The primary source of information on papercutting is the internet. There are a host of videos and tutorials and patterns to be had. Maybe someday I'll produce a list. But the internet is often too full and as Edina Monsoon once said, "I don't want more choice. I just want nicer things". So I practiced and drew (still not my strong point) and came up with reasonable solutions to getting designs onto paper so I can cut them out.
As you can see I didn't quite draw out all the lines. I realized that I'd forgotten one part of Grant Park until well into the cutting. Navy Pier played an important part in this process since it anchors the whole right side to the frame.
I decided that on this project I would actually use a stopwatch to see how long it took me to design, draw, and cut.
I'm particularly proud of these bits where I was trying out a few new ways of cutting to achieve better results. But I love how it all came out.
Most of my map cutting has been rectilinear; they are more or less street maps without the names. It's very classic and recognizable. The name of the city is provided by me, but not on the map. What I noticed was that in giving them to people, it's the landmarks on which they orient themselves first. We are not used to looking at everything from above, in an abstract linear sense and knowing where we are. Once oriented to the landscape, recognition arrives gradually. It slowly dawns, these waves of revelation, as the map starts to take on meaning.

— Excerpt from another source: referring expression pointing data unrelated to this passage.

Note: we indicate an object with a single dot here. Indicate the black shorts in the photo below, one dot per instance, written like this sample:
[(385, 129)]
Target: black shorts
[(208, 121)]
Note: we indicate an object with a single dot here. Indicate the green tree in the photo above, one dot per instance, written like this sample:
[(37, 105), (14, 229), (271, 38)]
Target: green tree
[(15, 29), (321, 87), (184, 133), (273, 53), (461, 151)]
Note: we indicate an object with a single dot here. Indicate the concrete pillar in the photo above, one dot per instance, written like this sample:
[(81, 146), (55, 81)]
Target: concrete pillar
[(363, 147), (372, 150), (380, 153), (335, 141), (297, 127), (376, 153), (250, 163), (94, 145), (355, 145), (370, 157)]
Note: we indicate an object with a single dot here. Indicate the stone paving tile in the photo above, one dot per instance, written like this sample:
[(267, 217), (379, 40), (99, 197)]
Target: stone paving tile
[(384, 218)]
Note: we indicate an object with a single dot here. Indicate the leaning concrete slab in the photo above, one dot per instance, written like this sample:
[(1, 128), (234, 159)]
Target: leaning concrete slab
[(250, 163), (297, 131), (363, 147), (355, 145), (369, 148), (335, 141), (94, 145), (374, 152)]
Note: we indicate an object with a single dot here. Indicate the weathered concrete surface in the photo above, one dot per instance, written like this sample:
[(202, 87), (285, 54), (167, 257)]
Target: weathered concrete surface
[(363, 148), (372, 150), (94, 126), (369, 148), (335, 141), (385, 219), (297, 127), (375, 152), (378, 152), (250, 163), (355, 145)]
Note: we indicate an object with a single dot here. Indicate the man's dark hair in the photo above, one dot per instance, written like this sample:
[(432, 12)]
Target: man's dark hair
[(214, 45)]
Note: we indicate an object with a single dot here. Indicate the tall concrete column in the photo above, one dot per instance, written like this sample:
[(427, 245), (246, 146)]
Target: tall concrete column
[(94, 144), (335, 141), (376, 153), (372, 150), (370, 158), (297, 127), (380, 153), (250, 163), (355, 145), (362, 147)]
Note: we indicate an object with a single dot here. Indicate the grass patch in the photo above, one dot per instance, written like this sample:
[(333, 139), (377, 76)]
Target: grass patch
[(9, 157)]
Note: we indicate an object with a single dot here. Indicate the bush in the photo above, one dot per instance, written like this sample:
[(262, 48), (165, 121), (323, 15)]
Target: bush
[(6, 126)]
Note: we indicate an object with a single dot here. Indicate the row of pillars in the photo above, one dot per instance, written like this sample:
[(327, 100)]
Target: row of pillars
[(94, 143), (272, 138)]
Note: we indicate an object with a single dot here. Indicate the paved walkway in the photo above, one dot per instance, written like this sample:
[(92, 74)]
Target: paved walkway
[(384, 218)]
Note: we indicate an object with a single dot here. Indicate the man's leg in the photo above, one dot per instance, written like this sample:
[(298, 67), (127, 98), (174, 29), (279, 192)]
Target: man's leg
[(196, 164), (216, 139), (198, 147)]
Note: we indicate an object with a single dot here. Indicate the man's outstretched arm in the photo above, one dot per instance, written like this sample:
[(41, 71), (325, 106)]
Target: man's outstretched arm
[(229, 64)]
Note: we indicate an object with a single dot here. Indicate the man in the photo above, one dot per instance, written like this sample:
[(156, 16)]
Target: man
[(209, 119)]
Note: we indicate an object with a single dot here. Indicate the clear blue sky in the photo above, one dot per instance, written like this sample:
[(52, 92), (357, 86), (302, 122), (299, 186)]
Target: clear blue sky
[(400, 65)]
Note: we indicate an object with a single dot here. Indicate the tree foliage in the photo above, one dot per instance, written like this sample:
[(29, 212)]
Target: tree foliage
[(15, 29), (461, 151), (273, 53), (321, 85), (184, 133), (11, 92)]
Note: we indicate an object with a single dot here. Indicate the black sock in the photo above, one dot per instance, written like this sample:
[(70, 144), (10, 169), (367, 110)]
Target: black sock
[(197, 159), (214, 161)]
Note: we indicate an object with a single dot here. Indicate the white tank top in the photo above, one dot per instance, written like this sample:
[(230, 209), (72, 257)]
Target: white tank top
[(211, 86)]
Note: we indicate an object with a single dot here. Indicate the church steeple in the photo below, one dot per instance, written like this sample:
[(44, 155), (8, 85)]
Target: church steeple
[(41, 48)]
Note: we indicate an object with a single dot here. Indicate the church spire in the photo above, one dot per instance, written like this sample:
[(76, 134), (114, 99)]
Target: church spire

I decided that I wanted to make a series of maps that focused on these landmarks. I thought that in choosing a circle, like Fra Mauro, I owed something to the planisphere, though clearly my maps aren't adjustable or useful for star charting. As proof-of-concept I created my first map of Oxford. Rather than make the map circle centered on a square of paper as I initially thought I would, I moved it up in my design and added the name of the city to the bottom. This was the mock I drew before I cut:
I spent several hours walking the island and deeply enjoying the height of a glorious NY summer. In previous map cutting exercises with islands in rivers I usually just left the entire island white to signify a lack of roads at the scale of the rest of the map. However, that seemed disingenuous to the experience of the island. So I attempted to finely trace the edges of the island and then a few of the paths to give a sense of it as an accessible space.
One of the primary difficulties I have when I am drawing my lines for cutting is the shoreline. There are several different ways to approach this. It gets complicated when roads run right up to the edge as they often do in large cities. In this photo you can see that the large sections of white represent area that has no road but is not the river. This is sometimes convenient when there are parks or beaches, but in a place like Manhattan or London the roads run alongside and I have to determine how much space to give to maintain the character of what I'm cutting. In this case it turned out quite well. However, I'm likely to cut it differently again the next time because I dislike the thin line at the shore. In other pieces I've made the river boundary thin or made the river solid. This is what I mean when I talk about experimenting with representation and why I like to return to my designs and try something new.